[Ham-Computers] Using GetBackData

Jim Hill JJan-3 at cox.net
Sun Jul 27 14:27:58 EDT 2008


I have a few questions about GetBackData, which 
Aaron Hsu recommended to recover contents of 
damaged drives.  See the July 15 2008 post “RE: Flash card drive failure help”.

A little background info.
I had a USB flash drive failure while 
consolidating and removing duplicates from a few 
Excel files and a huge number of Word files in 
many folders.  The files were on three computers, 
and the flash drive was a convenient place to 
keep them. It wasn’t a total failure, as damage 
was only to some individual files, with the more 
recent files more likely to be damaged. The tree 
can be seen and the individual files 
accessed.  The flash drive seems to be stable in 
its current condition, but I copied everything to 
another drive and used the Word repair programs on the copy (see below):

There are many Word and Excel repair programs, 
and I tried the demo versions of some of 
them.  It was a slow process, and no single 
program fixed problems on all files I attempted 
to repair.  Word tables were a particular 
problem.  Data could be retrieved, but the table structure was missing.
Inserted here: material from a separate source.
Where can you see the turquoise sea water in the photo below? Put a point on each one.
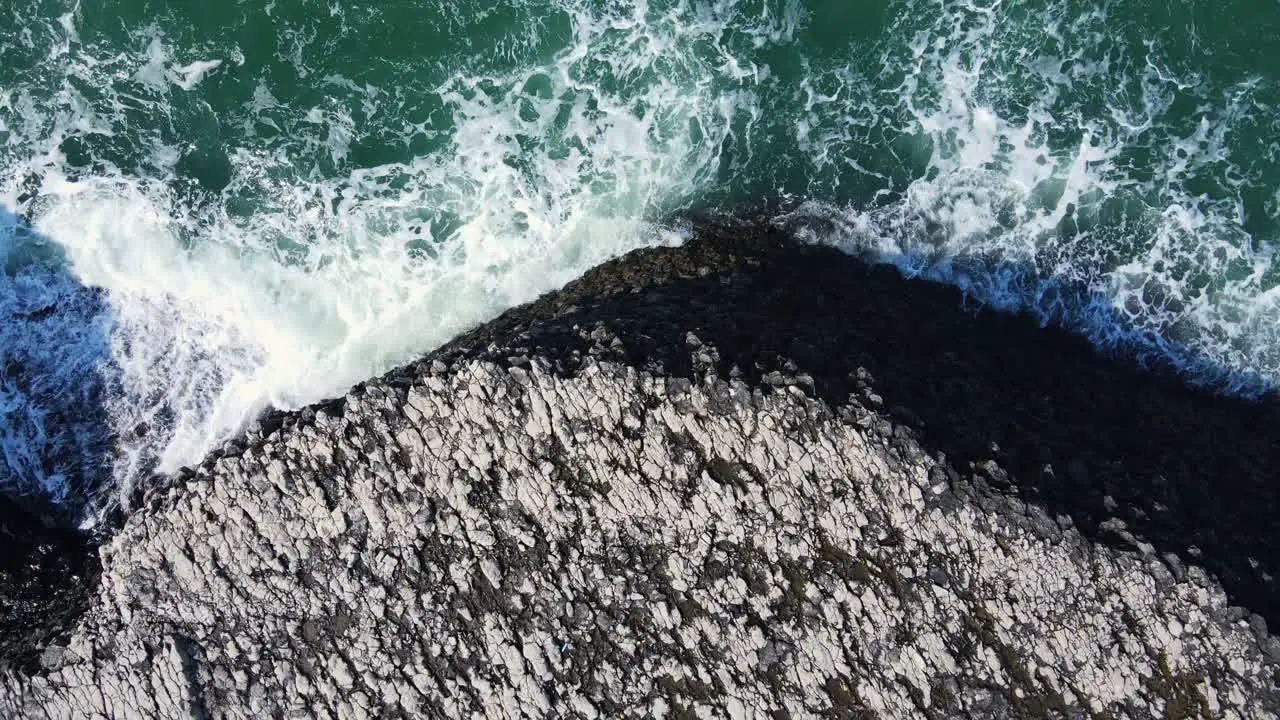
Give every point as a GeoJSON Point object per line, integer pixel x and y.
{"type": "Point", "coordinates": [209, 208]}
GetBackData seemed to be a good choice, as I 
could use one application at the price of a less 
expensive Word repair program, and hopefully not 
need to access each file individually.

I downloaded the Demo version of GetBackData for 
FAT32 (NTFS files require a separate app), and 
ran it.  Interestingly, it listed two file systems for an 8 GB flash drive.

FAT32 starting at sector 30,712, cluster size 8 (7.49GB)
FAT32 starting at sector 30,758, cluster size 8 (7.49GB)

I selected the top listing and a directory tree 
was displayed, but when I used F3 to view a Word 
file, an exception warning appeared and GetBackData shut down.

I’ll try again, but have questions about Aaron’s 
suggestion to back up the drive and recover from 
the backup.  What approach should be used? I 
could use something like Norton Ghost or Drive 
Image to back up to a logical drive, then recover 
to a different USB drive.  Just copying some of 
the files to another drive would be much easier – 
I used this approach when using the Word repair 
app’s.   I thought GetBackData might have a backup option, but did not see one.

The flash drive is a PNY Attache 8 GB USB.  I'm 
sure it's not one of Aarons recommended drives, 
but I purchased it while on a driving trip to 
Alaska and NW Canada.  I had dropped my laptop; 
it was starting to act strangely, and wanted to 
recover my photo images before it was too 
late.  It was the largest drive I could find.  In 
retrospect, I should have just purchased more 
flash cards and used the computer as a backup.